Уголком рта смеяться трудновато, но он все-таки рассмеялся:
– А если я скажу вам, мой милый, что я тоже Дейн?
– Как так?
– Моя мать и дед Габриэлы с материнской стороны были братом и сестрой.
– Черт! Вот это да!
– Уйдите пока и дайте мне подумать. Я еще не решил, как поступить. Сейчас я ни в чем не признаюсь. Понятно? Но чтобы спасти свою драгоценную шкуру, мне, видимо, придется упирать как раз на проклятие. И тогда, мой милый, вы сможете насладиться удивительной защитой, таким цирком, от которого радостно взвоют все газеты страны. Я стану настоящим Дейном, отмеченным проклятием всего нашего рода. Преступления моих двоюродных сестричек Алисы, Лили, племянницы Габриэлы и бог знает скольких еще Дейнов будут мне оправданием. Да и количество моих собственных преступлений сыграет свою роль – лишь сумасшедший способен столько совершить.
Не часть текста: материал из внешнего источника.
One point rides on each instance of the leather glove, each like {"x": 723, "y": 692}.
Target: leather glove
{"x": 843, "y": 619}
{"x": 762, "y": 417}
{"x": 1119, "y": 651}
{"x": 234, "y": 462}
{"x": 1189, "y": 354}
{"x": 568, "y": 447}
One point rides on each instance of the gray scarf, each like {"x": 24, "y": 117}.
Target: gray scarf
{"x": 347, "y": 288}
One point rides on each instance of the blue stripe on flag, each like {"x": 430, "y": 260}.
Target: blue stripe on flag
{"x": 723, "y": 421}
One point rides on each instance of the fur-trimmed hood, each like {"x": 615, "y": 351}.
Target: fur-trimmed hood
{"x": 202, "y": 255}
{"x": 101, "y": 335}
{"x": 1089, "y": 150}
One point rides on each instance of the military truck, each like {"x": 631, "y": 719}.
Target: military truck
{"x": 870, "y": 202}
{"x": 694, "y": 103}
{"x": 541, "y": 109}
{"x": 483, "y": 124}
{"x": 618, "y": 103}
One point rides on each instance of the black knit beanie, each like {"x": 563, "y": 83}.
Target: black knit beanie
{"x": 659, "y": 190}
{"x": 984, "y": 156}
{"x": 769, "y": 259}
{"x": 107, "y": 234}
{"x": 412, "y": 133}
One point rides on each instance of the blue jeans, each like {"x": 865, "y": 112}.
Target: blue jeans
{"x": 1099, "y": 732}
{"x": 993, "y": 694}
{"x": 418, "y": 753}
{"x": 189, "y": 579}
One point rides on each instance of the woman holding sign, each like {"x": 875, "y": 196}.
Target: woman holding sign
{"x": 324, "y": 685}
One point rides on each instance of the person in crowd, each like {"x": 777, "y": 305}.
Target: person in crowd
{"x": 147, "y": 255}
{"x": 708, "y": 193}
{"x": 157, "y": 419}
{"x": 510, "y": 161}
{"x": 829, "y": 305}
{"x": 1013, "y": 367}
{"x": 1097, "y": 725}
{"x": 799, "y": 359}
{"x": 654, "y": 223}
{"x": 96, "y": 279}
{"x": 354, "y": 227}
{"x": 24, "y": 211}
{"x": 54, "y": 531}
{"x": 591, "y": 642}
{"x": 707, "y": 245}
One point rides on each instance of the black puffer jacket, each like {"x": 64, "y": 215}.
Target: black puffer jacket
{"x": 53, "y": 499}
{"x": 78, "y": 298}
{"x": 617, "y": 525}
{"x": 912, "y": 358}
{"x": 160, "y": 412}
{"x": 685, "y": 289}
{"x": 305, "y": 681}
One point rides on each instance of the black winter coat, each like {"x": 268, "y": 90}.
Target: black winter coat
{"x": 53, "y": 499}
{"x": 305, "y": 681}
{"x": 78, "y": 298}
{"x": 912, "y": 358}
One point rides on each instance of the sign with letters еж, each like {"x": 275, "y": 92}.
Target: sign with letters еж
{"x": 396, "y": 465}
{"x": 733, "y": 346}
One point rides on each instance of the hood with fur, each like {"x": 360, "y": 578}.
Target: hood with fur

И поверьте, я приведу их множество, если начну с колыбели. Поможет даже литература. Ведь признало же большинство критиков моего «Бледного египтянина» детищем дегенерата. А разве в «Восемнадцати дюймах» они не нашли все известные человечеству признаки вырождения? Все эти факты, мой милый, выручат меня. К тому же я буду размахивать культями – руки нет, ноги нет, тело и лицо покалечены: преступник с Божьей помощью и так достаточно наказан. Да и контузия от бомбы – разве не могла она вернуть мне разум, во всяком случае, выбить патологическую тягу к преступлениям? Я даже верующим стану. Идея меня привлекает. Но сначала надо все обдумать.